The price continues to rise, reaching new highs, but the trading volume gradually decreases. This indicates that buying power is weakening, and the price increase may lack sustained momentum, posing risks of a pullback or reversal in the market.

  1. Price drops, volume increases (bullish divergence):

The price continues to decline, reaching new lows, but the trading volume gradually increases. This indicates that the selling pressure may be weakening, and there could be buying interest entering the market, suggesting potential upward price reversal.

Key points of analysis:

  • Volume-price divergence is often combined with candlestick patterns (such as highs, lows, trendlines on candlestick charts) and other technical indicators (such as RSI, MACD) for comprehensive judgment.

  • Divergence signals are not absolute and must be confirmed in conjunction with market conditions, support and resistance levels, and other factors.

  • Commonly seen at the end of a trend, may indicate a reversal or adjustment.

Momentum Indicator is a technical analysis tool used to measure the speed and strength of price changes in financial assets to assess the strength of price trends or potential reversal points. It is typically calculated by comparing the current price to the price from a period ago, reflecting changes in market buying and selling forces.

Common forms of momentum indicators

  1. Basic momentum indicators:

  • Calculation formula: Momentum = Current Price - Price from N periods ago (N is a user-defined period, typically 10, 14, or 20).

  • A positive result indicates a price uptrend, a negative result indicates a downtrend, and a value close to zero indicates a weak trend.

  1. Relative Strength Index (RSI):

  • RSI is a popular momentum indicator that ranges from 0 to 100.

  • Calculation formula: RSI = 100 - [100 / (1 + RS)], where RS is the average gain divided by the average loss.

  • An RSI above 70 typically indicates overbought conditions, which may lead to a decline; below 30 indicates oversold conditions, which may lead to a rebound.

  1. Stochastic Oscillator:

  • Measures the relative position of the current price to the price range over a period of time.

  • Formula: %K = [(Current Price - Lowest Price) / (Highest Price - Lowest Price)] × 100.

  • Commonly used to identify overbought or oversold conditions.

  1. Moving Average Convergence Divergence (MACD):

  • Measures momentum through the difference between short-term and long-term moving averages.

  • Includes MACD line, signal line, and histogram, used to determine trend direction and reversal signals.

The role of momentum indicators

  • Trend confirmation: Helps confirm the persistence of price trends.

  • Overbought/Oversold: Identifies areas where the market may be too hot or too cold.

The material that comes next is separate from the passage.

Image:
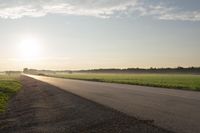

  • Reversal signals: When momentum weakens or divergences occur (e.g., price makes new highs but momentum indicators decline), it may indicate a trend reversal.

  • Trading signals: Generate buy or sell signals in conjunction with other indicators or chart patterns.

Usage considerations

  • Lagging: Momentum indicators are based on historical data and may lag behind actual price changes.

  • False signals: May produce misleading signals in choppy markets and should be used in conjunction with other analytical tools.

  • Parameter settings: Different period settings can affect the sensitivity of indicators, and adjustments should be made based on market and asset characteristics.